# Rabbit Pregnancy Problem



## LukeMeister (Oct 9, 2015)

I have a 1 1/2 year old dutch rabbit who is 21 days pregnant (this is her second pregnancy). I palpated her around day 10, and I felt 2 or 3 babies. now she has started losing weight and eating less. I palpated her again and they felt small and hard like rocks. Did they die inside her?

(I'm new here so pardon me if I posted this wrong XD)


----------



## frustratedearthmother (Oct 9, 2015)

Not a rabbit person, so I can't help you.  But - there are several folks on here who can give you some good advice!


----------



## animalmom (Oct 9, 2015)

@LukeMeister, first off,welcome to BYH and post away!

I'm not going to be of much help as I don't palpatate, but could you have felt fecal berries the second time you felt her?  Was her first pregnancy successful?  Let's see if we can get some of the other breeders to post: @Bunnylady, @Samantha drawz, ladies any ideas?

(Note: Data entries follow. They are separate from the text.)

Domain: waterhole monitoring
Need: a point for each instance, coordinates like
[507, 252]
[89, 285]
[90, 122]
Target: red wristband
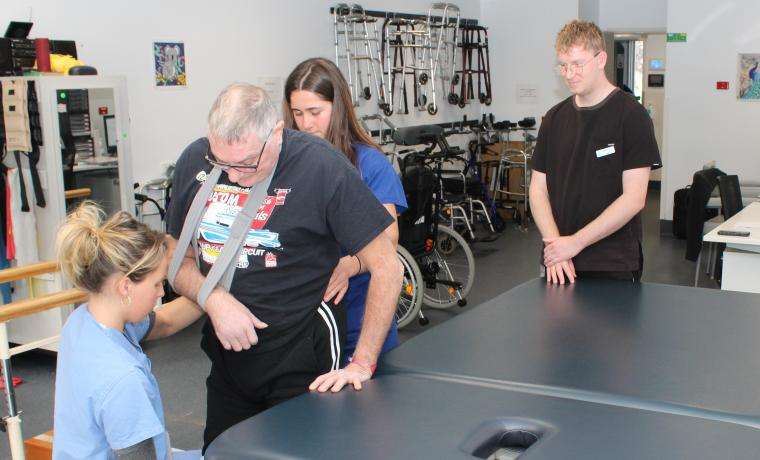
[371, 367]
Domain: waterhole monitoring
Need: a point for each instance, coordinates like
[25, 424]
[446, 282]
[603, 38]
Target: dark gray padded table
[421, 417]
[671, 348]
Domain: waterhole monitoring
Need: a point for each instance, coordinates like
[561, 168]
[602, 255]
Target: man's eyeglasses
[240, 167]
[574, 68]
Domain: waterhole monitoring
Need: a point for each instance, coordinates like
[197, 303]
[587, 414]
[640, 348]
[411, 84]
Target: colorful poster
[749, 77]
[170, 64]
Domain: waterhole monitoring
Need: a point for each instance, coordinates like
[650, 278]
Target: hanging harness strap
[192, 219]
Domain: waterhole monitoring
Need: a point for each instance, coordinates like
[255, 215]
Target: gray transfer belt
[223, 269]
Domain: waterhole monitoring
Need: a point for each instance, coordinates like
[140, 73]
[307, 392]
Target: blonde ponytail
[90, 249]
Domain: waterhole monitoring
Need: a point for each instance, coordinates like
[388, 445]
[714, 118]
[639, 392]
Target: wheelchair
[443, 257]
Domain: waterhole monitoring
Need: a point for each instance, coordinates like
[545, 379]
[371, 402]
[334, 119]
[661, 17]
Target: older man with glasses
[591, 168]
[269, 335]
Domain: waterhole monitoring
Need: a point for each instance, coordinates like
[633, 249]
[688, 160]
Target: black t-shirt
[317, 205]
[583, 151]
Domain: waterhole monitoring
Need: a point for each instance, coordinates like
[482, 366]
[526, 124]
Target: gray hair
[239, 110]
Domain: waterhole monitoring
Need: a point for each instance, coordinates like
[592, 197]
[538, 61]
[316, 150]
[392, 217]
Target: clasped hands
[558, 258]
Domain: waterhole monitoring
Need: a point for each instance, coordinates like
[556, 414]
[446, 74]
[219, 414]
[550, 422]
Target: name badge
[605, 151]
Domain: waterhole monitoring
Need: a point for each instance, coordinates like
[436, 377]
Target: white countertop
[747, 219]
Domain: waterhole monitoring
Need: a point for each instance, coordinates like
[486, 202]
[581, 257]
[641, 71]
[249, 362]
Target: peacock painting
[749, 77]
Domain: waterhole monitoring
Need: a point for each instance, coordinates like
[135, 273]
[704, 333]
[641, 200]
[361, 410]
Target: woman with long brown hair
[318, 101]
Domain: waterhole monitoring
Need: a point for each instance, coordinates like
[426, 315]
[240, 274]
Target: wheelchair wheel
[410, 297]
[448, 271]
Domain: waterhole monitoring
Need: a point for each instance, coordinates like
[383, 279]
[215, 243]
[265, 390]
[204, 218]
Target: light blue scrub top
[106, 397]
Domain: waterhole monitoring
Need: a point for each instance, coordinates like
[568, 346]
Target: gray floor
[181, 367]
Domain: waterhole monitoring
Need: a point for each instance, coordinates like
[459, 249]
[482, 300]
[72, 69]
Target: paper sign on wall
[526, 94]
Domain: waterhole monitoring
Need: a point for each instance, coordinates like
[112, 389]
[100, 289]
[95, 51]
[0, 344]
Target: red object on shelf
[42, 47]
[16, 382]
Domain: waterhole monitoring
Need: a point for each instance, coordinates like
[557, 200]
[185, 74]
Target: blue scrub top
[382, 179]
[106, 397]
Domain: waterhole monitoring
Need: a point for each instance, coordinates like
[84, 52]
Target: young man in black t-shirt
[591, 168]
[271, 337]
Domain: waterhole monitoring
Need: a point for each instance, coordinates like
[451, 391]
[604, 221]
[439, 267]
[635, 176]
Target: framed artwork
[170, 64]
[748, 79]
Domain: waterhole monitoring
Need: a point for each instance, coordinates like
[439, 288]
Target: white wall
[632, 15]
[522, 35]
[702, 123]
[654, 98]
[236, 40]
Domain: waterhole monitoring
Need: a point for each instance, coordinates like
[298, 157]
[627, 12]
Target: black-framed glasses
[240, 167]
[575, 68]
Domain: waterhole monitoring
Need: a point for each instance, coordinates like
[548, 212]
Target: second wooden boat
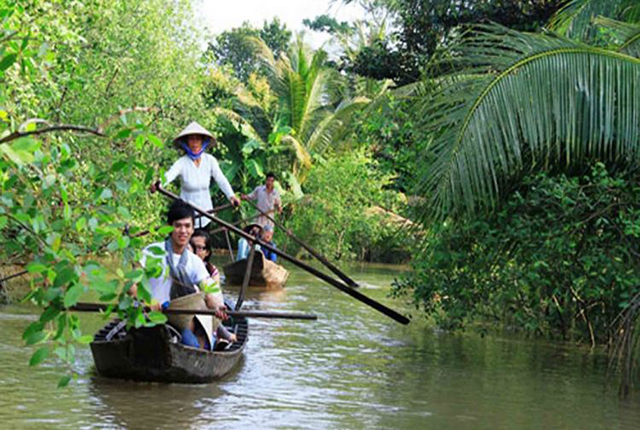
[264, 273]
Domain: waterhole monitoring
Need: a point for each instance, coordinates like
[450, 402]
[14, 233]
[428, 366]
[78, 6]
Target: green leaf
[254, 168]
[85, 340]
[118, 165]
[157, 317]
[123, 242]
[164, 230]
[36, 268]
[81, 223]
[7, 61]
[64, 381]
[106, 194]
[72, 295]
[38, 356]
[36, 337]
[33, 328]
[140, 141]
[124, 133]
[155, 141]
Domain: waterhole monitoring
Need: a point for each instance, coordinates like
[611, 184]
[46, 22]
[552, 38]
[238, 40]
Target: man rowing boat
[182, 273]
[267, 199]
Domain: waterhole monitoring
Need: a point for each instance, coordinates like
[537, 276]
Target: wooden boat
[155, 354]
[264, 273]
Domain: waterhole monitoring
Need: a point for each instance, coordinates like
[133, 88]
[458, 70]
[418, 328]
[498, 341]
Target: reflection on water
[351, 369]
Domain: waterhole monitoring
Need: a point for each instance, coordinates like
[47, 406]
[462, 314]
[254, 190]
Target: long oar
[247, 277]
[310, 250]
[334, 282]
[97, 307]
[146, 232]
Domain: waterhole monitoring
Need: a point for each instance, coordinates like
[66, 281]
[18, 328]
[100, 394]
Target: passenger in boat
[182, 272]
[267, 237]
[267, 199]
[195, 169]
[201, 246]
[243, 244]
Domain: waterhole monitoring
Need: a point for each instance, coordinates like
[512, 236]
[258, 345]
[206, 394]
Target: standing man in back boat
[267, 199]
[195, 169]
[182, 273]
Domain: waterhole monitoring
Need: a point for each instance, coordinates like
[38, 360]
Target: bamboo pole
[310, 250]
[334, 282]
[99, 307]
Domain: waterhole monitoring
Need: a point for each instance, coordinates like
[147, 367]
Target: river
[353, 368]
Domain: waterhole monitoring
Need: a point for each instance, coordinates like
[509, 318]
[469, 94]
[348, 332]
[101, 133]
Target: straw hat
[193, 128]
[249, 227]
[193, 301]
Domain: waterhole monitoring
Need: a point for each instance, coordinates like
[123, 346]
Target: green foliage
[575, 18]
[424, 25]
[512, 104]
[126, 71]
[232, 48]
[559, 258]
[340, 214]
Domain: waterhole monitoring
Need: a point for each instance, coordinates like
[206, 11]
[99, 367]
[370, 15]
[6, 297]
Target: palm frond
[628, 34]
[575, 18]
[542, 100]
[331, 129]
[303, 157]
[237, 119]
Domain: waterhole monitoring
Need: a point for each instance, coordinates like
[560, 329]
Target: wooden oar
[334, 282]
[146, 232]
[97, 307]
[310, 250]
[218, 230]
[247, 277]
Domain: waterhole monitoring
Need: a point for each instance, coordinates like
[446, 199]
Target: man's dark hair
[199, 232]
[179, 210]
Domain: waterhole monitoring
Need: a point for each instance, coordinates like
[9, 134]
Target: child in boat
[182, 274]
[267, 237]
[243, 244]
[201, 246]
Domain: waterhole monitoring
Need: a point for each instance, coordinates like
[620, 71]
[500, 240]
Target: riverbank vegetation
[493, 144]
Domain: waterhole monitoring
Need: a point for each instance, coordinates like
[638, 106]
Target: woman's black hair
[199, 232]
[179, 210]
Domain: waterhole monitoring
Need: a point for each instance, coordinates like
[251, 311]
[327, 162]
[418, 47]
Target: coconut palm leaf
[303, 158]
[575, 18]
[629, 34]
[543, 100]
[237, 119]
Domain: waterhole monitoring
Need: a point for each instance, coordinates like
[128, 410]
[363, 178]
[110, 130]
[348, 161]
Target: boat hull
[154, 354]
[264, 273]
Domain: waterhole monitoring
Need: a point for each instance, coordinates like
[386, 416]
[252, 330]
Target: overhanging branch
[63, 127]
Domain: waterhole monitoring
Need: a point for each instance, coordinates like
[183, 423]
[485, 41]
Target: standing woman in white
[196, 168]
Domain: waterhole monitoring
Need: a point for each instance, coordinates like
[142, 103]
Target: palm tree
[519, 101]
[309, 117]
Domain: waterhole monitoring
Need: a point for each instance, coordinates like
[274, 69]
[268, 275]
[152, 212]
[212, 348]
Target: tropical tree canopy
[517, 101]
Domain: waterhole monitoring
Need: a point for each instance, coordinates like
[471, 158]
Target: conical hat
[193, 128]
[193, 301]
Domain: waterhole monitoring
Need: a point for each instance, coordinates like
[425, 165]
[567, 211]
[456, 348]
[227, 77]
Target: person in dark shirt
[267, 237]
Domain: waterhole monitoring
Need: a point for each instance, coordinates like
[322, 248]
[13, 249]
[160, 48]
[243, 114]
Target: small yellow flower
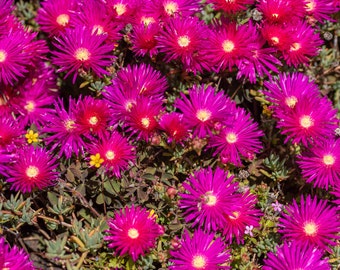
[31, 136]
[96, 160]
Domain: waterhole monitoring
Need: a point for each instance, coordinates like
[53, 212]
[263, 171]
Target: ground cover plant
[169, 134]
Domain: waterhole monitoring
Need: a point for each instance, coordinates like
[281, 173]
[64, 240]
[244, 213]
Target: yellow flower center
[210, 199]
[328, 160]
[32, 171]
[133, 233]
[231, 137]
[234, 215]
[183, 41]
[110, 155]
[96, 160]
[31, 136]
[228, 46]
[120, 9]
[30, 106]
[310, 229]
[63, 19]
[147, 20]
[203, 115]
[145, 122]
[82, 54]
[291, 101]
[295, 46]
[275, 40]
[69, 125]
[3, 56]
[171, 8]
[199, 262]
[306, 121]
[98, 29]
[310, 5]
[93, 120]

Keep us posted on your doe's progress, and of course we'd love to see pictures of the happy outcome, please and thank you.


----------



## LukeMeister (Oct 9, 2015)

animalmom said:


> @LukeMeister, first off,welcome to BYH and post away!
> 
> I'm not going to be of much help as I don't palpatate, but could you have felt fecal berries the second time you felt her?  Was her first pregnancy successful?  Let's see if we can get some of the other breeders to post: @Bunnylady, @Samantha drawz, ladies any ideas?
> 
> Keep us posted on your doe's progress, and of course we'd love to see pictures of the happy outcome, please and thank you.


Thanks!

You could be right! Maybe they were fecal pellets. Not exactly, she delivered 2 alive and 4 dead .


----------



## Hens and Roos (Oct 9, 2015)

Sorry to hear of the dead kits , even though we raise rabbits I cant help you out as we don't palpatate.


----------



## secuono (Oct 9, 2015)

Could be poop.

Gently rub the balls together, if they glide, fetuses. But if they grit any, poop. 

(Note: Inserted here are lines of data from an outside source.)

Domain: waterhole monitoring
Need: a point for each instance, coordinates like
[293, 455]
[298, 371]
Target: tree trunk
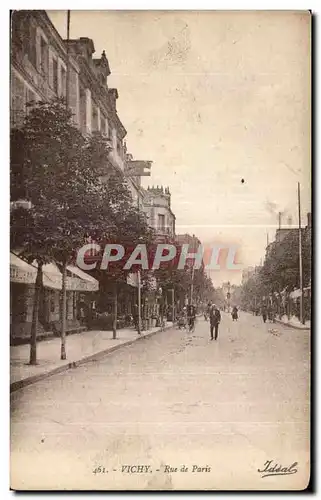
[115, 312]
[63, 311]
[34, 324]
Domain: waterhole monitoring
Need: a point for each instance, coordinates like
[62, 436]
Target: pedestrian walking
[215, 319]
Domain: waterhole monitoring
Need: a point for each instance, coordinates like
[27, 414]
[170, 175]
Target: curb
[289, 325]
[19, 384]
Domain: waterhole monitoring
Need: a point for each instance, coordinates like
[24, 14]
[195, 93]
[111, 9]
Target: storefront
[22, 287]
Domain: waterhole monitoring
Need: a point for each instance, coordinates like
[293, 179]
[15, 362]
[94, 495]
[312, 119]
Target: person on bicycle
[191, 315]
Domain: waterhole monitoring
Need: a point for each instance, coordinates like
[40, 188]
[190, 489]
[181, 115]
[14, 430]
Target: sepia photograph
[160, 250]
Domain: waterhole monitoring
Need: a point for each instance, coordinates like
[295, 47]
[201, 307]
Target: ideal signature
[275, 469]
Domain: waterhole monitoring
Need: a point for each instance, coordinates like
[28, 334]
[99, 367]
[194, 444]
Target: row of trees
[280, 272]
[74, 194]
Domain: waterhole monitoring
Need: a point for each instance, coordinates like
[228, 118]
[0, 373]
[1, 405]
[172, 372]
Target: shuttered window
[18, 109]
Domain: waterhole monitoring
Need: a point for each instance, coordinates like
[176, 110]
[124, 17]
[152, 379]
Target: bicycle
[191, 323]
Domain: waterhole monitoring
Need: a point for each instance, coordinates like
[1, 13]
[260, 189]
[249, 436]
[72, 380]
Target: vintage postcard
[160, 264]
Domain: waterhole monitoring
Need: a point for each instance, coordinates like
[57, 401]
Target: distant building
[247, 273]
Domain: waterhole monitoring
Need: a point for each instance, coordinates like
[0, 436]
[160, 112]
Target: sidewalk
[80, 347]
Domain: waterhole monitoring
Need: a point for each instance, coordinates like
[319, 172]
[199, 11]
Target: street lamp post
[300, 258]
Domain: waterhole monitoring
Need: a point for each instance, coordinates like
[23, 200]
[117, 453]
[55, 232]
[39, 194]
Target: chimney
[113, 96]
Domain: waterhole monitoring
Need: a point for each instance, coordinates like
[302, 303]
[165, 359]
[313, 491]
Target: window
[30, 99]
[119, 147]
[44, 57]
[161, 222]
[94, 114]
[82, 109]
[63, 81]
[55, 75]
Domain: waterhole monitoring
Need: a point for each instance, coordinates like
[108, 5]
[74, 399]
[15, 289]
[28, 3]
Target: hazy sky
[213, 98]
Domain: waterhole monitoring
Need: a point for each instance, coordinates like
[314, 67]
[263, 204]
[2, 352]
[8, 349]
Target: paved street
[171, 400]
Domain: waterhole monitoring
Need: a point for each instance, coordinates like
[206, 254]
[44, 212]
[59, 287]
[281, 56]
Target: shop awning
[22, 272]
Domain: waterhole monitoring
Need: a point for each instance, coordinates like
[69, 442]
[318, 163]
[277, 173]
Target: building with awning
[80, 290]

Also, they easily hide them.

Is she sick, any symptoms of anything, moldy or old food? Are you feeding her more?


----------



## JakeM (Oct 10, 2015)

What you probably felt was fecal pellets; babies have never felt hard like rocks to me when palpating. And at 21 days they should start feeling more like a kit than just an embryo. So you should be able to feel the head, body and limbs of each individual fetus.

How much weight is she losing and how much less is she eating?


----------



## LukeMeister (Oct 10, 2015)

secuono said:


> Could be poop.
> 
> Gently rub the balls together, if they glide, fetuses. But if they grit any, poop.
> 
> ...


Ok I'll try that 

No I don't think she's sick. Yes, I'm feeding her normal food pellets, apples, carrots, banana etc...


----------



## LukeMeister (Oct 10, 2015)

JakeM said:


> What you probably felt was fecal pellets; babies have never felt hard like rocks to me when palpating. And at 21 days they should start feeling more like a kit than just an embryo. So you should be able to feel the head, body and limbs of each individual fetus.
> 
> How much weight is she losing and how much less is she eating?

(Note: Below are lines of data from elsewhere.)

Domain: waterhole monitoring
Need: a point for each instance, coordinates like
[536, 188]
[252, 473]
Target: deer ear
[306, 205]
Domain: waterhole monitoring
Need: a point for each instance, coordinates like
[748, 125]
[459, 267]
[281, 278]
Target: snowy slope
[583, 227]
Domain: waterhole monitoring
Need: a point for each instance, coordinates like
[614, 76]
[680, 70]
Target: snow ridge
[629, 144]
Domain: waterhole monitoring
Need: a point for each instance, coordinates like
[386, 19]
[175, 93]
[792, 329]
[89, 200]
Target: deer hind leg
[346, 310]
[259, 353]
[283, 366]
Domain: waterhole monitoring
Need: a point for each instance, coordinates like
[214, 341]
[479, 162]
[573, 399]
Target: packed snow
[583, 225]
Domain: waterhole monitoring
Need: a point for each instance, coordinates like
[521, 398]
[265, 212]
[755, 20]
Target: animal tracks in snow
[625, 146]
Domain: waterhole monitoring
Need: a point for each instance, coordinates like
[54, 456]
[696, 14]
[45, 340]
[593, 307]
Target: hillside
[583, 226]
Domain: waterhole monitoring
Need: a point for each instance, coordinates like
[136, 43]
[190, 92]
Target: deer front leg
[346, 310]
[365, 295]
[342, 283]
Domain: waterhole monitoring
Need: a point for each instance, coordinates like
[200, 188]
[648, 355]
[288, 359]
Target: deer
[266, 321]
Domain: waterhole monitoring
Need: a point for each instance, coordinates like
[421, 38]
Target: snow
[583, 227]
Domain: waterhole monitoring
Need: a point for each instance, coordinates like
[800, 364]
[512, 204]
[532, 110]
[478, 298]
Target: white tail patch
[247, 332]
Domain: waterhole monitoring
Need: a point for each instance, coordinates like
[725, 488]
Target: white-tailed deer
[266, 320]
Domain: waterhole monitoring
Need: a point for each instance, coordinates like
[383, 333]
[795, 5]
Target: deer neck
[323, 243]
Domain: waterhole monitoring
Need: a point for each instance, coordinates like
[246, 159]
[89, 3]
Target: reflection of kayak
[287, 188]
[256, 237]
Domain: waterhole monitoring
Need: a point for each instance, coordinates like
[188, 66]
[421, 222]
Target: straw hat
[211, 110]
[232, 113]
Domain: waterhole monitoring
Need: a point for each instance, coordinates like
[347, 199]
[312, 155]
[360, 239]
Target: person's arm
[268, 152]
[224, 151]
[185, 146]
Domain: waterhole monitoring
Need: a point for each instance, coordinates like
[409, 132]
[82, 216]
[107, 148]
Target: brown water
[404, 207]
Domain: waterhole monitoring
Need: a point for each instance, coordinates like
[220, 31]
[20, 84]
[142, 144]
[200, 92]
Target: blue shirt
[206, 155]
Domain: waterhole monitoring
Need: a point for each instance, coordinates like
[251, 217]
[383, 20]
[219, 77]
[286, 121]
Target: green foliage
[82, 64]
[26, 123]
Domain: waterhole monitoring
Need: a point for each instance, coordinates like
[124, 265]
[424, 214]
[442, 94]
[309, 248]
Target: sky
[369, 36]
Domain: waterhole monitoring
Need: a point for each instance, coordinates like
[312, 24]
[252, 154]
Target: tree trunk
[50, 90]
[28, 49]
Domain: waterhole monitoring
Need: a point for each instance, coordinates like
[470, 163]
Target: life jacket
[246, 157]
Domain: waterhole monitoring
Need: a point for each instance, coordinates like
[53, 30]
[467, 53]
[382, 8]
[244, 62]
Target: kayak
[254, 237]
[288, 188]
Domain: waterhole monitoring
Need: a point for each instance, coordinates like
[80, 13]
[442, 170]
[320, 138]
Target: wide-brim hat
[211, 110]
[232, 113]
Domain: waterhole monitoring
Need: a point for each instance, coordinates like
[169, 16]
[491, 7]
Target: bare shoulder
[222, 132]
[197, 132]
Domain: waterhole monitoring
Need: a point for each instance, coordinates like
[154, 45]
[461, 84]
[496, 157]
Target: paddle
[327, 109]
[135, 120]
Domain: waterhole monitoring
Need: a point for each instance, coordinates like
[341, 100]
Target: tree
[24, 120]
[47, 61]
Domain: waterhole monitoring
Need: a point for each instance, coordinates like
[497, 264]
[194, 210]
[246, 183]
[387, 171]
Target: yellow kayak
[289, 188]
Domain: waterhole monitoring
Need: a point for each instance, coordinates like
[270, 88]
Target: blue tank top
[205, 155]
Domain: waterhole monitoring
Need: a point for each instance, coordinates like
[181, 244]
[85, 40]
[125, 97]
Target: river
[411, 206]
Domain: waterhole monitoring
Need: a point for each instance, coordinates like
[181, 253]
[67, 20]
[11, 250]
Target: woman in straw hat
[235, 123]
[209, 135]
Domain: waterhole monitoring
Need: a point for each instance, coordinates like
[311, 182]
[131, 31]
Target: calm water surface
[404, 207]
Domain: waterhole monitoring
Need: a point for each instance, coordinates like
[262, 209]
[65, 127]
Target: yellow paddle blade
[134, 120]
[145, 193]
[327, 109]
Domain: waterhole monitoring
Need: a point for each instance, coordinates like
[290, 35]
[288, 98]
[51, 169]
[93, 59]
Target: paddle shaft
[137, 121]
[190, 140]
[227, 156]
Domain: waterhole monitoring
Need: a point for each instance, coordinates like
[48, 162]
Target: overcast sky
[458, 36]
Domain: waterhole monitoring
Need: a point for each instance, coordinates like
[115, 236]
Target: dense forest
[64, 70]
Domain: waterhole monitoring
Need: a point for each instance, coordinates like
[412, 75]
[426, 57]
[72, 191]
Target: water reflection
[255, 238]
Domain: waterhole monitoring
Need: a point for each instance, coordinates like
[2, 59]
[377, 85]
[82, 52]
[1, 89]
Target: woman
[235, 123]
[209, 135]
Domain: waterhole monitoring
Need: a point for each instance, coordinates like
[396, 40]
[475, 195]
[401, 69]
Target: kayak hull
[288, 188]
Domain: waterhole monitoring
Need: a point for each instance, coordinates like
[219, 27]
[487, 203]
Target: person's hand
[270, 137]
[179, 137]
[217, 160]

Ok, I have another pregnant rabbit and I did (think I did anyway) feel a kit with the limbs and stuff.

She has stated gaining weight again but she lost about 3/4 to 1 pound I think, and she has started eating more again but I think she was eating about 2/3 of her original diet, and again, both are estimates.


----------



## secuono (Oct 10, 2015)

You cannot feel anthing but soft balls. If you're feeling little arms and such, you are pressing way too hard or feeling something else.


----------



## LukeMeister (Oct 10, 2015)

secuono said:


> You cannot feel anthing but soft balls. If you're feeling little arms and such, you are pressing way too hard or feeling something else.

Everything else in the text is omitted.